Whereas it was easier for participants to see robots as members, the matter was less straightforward with the other contexts (e.g., video-mediated and text-based interaction). Overall, many of the attendees raised context-specificity (and sensitivity) as the guiding force whenever working on data from these diverse technologized settings. One cannot presume that technologies have a certain role; instead, it is the evidence from moments the technology is actually part of and the carefully conducted analysis we do in EMCA that should substantiate this.


Methodological challenges in the study of technologized settings (e.g., data collection and analysis ).

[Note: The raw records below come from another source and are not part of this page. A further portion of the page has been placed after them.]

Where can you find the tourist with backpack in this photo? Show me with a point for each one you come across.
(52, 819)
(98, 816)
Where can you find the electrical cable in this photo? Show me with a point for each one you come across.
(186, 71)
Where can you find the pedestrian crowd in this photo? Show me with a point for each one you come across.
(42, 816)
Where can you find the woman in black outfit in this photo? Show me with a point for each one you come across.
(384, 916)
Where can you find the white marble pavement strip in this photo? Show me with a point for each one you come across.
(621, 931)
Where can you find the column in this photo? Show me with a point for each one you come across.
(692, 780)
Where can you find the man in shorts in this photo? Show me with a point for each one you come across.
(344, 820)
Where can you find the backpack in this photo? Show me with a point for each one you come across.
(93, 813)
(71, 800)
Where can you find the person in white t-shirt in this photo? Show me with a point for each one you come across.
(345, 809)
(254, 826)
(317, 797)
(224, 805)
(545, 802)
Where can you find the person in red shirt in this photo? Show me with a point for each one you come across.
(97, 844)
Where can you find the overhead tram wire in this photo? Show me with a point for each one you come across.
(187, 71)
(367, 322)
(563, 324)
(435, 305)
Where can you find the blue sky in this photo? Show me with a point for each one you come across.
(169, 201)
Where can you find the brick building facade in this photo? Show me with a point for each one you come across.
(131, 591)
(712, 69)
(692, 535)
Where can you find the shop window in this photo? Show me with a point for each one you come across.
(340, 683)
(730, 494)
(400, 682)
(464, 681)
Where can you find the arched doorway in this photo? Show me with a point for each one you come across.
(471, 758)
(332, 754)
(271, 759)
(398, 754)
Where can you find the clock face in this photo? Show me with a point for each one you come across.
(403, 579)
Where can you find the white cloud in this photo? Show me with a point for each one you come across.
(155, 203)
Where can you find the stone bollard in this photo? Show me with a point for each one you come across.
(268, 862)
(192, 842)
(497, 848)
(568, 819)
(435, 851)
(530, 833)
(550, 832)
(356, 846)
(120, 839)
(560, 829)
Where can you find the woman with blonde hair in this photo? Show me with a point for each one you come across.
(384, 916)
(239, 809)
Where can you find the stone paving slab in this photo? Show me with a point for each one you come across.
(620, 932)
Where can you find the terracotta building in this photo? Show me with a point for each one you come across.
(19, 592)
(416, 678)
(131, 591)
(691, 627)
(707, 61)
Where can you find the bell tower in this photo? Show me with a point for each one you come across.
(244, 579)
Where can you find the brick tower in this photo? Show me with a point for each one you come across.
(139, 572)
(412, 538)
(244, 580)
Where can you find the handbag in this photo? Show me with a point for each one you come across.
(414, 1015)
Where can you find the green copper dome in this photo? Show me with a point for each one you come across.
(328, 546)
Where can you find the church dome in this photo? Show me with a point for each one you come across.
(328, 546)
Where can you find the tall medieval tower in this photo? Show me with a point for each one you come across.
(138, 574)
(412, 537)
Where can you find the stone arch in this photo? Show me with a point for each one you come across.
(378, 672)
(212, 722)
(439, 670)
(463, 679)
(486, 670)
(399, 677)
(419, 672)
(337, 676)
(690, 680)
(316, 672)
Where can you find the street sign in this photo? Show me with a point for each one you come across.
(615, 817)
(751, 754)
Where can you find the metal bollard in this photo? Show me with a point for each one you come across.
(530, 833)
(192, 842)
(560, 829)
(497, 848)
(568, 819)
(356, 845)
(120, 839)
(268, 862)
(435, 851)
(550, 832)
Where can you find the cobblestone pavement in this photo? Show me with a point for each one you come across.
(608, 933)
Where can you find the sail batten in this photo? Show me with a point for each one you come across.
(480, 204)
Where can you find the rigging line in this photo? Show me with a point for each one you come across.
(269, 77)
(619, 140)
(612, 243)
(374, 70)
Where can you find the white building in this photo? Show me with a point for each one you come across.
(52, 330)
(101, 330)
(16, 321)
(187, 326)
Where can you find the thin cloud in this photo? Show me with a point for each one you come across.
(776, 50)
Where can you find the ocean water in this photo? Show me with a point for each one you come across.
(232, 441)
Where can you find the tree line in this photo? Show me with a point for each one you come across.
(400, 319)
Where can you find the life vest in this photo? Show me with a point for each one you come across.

A methodological challenge in research regarding human-robot interaction is that it depends on different contexts – behind scenes or in interaction. Regarding synchronous technology-mediated interactions (including VR), challenges are in the different perspectives – you can’t know who is looking at whom or how to get access to participant perspective (asymmetry). You also can’t trace the temporality or the space, as things happen on different devices. The main challenge with social media is an ethical one: how to get permission from all participants. Other aspects that were raised were interdisciplinarity and the practical side of research. In what ways can we develop our thinking and (ongoing and upcoming) research so that it would create opportunities for more synergy between EMCA and HCI and other fields? How could our findings inform technological design? How can we, in general, bring research closer to practice when doing social interaction research on technological environments? What could be the concrete ideas for this? The discussions will be continued in the third seminar which has been designed to take place in spring 2026.

Background History of the Technologized Interaction Seminar

This event was a continuation of a two-day seminar organized by the University of Oulu (funded by GenZ) in August 2022, where inspiring discussions sparked the establishment of a new international network and series of online data sessions with a special focus on technologies and interaction. The first seminar was built around the following questions: What are the emerging trends and possibilities the use of technologies in our daily lives has created for social interaction research? What theoretical, methodological and practical challenges may we face when conducting research on technologized settings, and how can we best address those challenges? From that seminar, the key topic that emerged was agency and whether or how technologies can be described and ascribed agency by human participants in interaction.